Infinband is not a big market and there exists only one vendor supplying both the switching and adaptor ASICs, and that be Mellanox. However what Infiniband has lacked in market size its made up adaption of high speed low cost links, from 10Gbps upto 40Gbps, mostly using QSFP modules, both optical and direct attach copper . Infact the adoption of 40G Ethernet is benefiting greatly from the fact that there is an already existing market for 40G Optical & Copper modules that it can tap into (just as Gigabit Ethernet initially benefited from 1G FiberChannel).

Infiniband has a very flexible physical layer implementation, the link data rate 2.5Gbps (SDR), 5Gbps (DDR) and 10Gbps (QDR) and there can be 1, 4 or 12 lanes (each lane must be the same speed). For 40Gbps Infiniband the physical layer is 4 lanes of 10GBps (QDR) and typically uses QSFP modules which come in three types;

It should be noted that  Infiniband uses the venerable 8B/10B encoding, so for a 40Gbps Infiniband link the actual data rate is 32Gbps, just like the line rate for 40G Ethernet is actually 41.25Gbps due to the 64/66B encoding.

To put Infiniband in context with Fiber Channel and Ethernet;

  • Ethernet : Primarily for Transport of TCP/IP
  • FiberChannel : For Transport of SCSI
  • Infiniband : Primarily used for Remote DMA access between CPU processors

Now as we know Ethernet is starting to eat in the Fiber Channel market, both with iSCSI (that runs on top of TCP/IP) and also with a combination of the new FCoE standard that makes use the Data Center Ethernet enhancements. Ethernet can also be used to network CPU clusters using the TCP/IP based iWARP standard, however this does not cut it for the key high performance due issues such as latency. Work is in progress on dedicated RDMAoE and the latest Ethernet adaptors from Mellanox are supporting RDMA over Ethernet.

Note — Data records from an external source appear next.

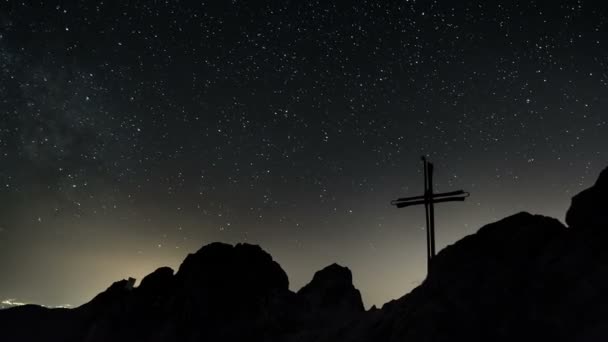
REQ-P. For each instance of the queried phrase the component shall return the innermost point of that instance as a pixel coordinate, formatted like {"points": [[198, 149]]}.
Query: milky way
{"points": [[134, 132]]}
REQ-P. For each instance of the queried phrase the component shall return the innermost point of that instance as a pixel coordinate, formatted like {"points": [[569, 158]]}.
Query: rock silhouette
{"points": [[526, 278]]}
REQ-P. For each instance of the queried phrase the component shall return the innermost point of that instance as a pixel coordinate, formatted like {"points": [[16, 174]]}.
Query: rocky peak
{"points": [[589, 209], [331, 289], [242, 268]]}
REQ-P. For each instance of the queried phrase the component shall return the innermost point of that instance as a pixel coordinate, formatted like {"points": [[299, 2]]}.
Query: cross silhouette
{"points": [[429, 199]]}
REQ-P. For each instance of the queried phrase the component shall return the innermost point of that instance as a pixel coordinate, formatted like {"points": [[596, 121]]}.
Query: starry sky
{"points": [[134, 132]]}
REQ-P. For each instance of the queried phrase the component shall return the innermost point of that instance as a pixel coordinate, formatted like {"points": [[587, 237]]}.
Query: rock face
{"points": [[526, 277], [590, 208], [220, 293], [331, 291]]}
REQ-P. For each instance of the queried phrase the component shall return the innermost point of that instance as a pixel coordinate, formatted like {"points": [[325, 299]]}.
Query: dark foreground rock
{"points": [[524, 278]]}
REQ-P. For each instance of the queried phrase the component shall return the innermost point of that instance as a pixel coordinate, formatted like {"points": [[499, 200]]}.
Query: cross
{"points": [[429, 199]]}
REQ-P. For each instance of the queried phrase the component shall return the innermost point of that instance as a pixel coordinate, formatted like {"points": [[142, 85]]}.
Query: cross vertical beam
{"points": [[429, 198], [427, 213]]}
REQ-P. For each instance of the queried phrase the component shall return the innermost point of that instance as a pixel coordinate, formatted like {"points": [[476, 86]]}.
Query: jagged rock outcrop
{"points": [[331, 291], [526, 277], [589, 208], [220, 293]]}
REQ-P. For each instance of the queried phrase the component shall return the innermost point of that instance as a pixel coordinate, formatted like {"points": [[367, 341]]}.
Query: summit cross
{"points": [[429, 199]]}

In the end the spread of adoption of Ethernet as the layers 1&2 for storage and computing networks is going to be more to do with the strategies of the incumbant suppliers. They can either dig in and defend their turf but accept they will be a niche player or they take a gamble and make a play for Ethernet. Looking at what’s happening to Brocade, QLogic and Mellanox its pretty clear they’ve decided to go for the later and take a bet on being a major player in Ethernet.

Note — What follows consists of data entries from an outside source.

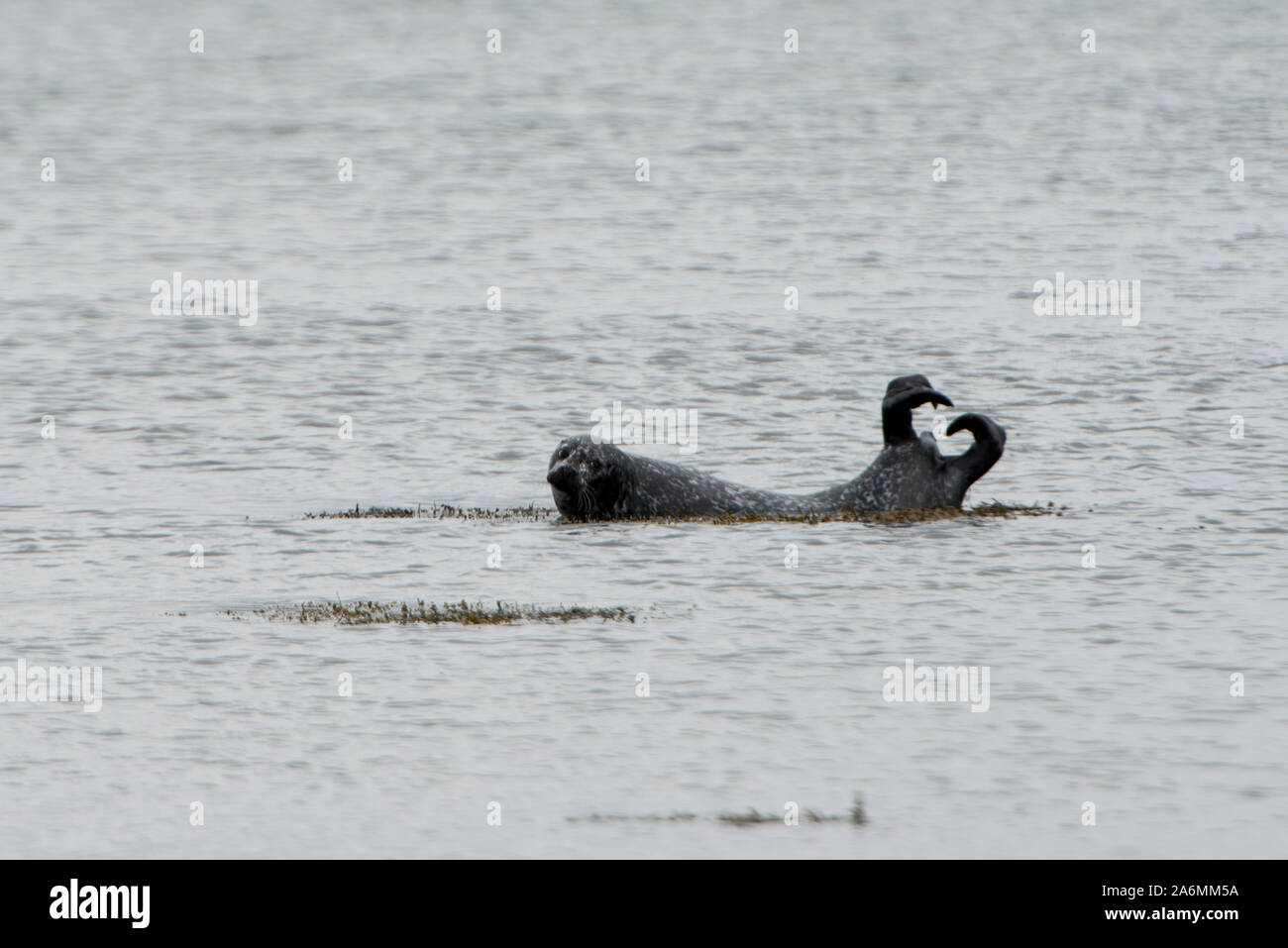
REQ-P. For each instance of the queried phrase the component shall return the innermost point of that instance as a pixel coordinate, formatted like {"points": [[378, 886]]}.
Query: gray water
{"points": [[1109, 685]]}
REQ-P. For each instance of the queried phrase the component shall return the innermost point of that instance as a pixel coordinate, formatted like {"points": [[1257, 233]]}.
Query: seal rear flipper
{"points": [[969, 467], [903, 394]]}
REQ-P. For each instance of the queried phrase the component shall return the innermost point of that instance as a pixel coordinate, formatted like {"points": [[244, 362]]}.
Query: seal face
{"points": [[589, 480], [600, 481]]}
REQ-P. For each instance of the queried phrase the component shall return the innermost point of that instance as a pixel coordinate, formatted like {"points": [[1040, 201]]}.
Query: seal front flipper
{"points": [[903, 394], [969, 467]]}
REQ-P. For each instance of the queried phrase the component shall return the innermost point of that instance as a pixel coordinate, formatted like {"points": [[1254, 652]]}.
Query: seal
{"points": [[600, 481]]}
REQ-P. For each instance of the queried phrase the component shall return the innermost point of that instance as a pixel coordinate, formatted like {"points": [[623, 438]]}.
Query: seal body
{"points": [[600, 481]]}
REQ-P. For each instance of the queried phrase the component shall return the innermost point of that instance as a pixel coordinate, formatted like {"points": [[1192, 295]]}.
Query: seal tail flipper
{"points": [[974, 463], [897, 408]]}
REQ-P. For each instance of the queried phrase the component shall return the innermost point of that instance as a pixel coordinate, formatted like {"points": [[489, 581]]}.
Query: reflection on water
{"points": [[188, 450]]}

The 40G Ethernet Resource Center
http://www.40GEthernet.com
http://twitter.com/40GEthernet

40G Ethernet component and product update

October 12, 2009

September 2009 was great month for the advancement of 40GEthernet as it saw several significant product releases, both at the Intel Developer forum and at ECOC, Europes premier show for optical communications. Here’s an overview of what we thought were the key product highlights :-

World first 40G Ethernet NIC card
It was no surprise that Mellanox, the leader (and for a long time sole supplier) of 10/40G Infiniband solutions announced the availability of the worlds first 40G Ethernet NIC card, the ConnectX EN 40G.

http://mellanox.com/content/pages.php?pg=press_release_item&rec_id=350

What is surpsing is how compact the ConnectX EN 40G really is, as shown in the picture at the link below :-

http://mellanox.com/content/pages.php?pg=products_dyn&product_family=70&menu_section=28

The ConnextX EN 40G is based on its ConnectX 2 silicon and supports a single 40Gbps interface provided by a pluggable QSFP module for network connection and a PCIe2.0 system interface.

The card supports all the standard Ethernet features as well as priority based flow control which should be usefull in the data center and to help TCP/IP applications use all that bandwidth the ConnectX EN 40G suppoprts TCP/UDP/IP stateless offoad, like checksum calculation/check. The adapator is not just for the standard TCP/IP world and Mellanox have added support for both FCoE and RDMA (which is a bit like IBoE).

40G CFP modules from Finisar and SEI
At ECOC 09, Vienna, both Finisar and SEI (Sumitomo Electric Inc) introduced 40GBase-LR4 modules using the CFP MSA format. The CFP MSA can be used for both 40G Ethernet and 100G Ethernet (that’s the C in the CFP) and both companies were founder members of the CFP MSA organisation along with Opnext and Avago.

We could try to write a few words about the features of the 40GBase-LR4 CFP modules but why bore you when you can watch the excellent video, made by Finisar at ECOC, showing their 40GBase-LR4 module being used with an EXFO 40G Ethernet tester to run error free over 10km :-

http://youtube.com/watch?v=Lir4g1SNRQ8&feature=related

In addition, Finisar have anounced new small form factor 40G VSR module based on the 300pin MSA which has the capabilty to operate at any rate from 39Gbps (SONET) upto 44Gbps (OTU3e) and also the 41.25Gbps rate required by serial 40G Ethernet!!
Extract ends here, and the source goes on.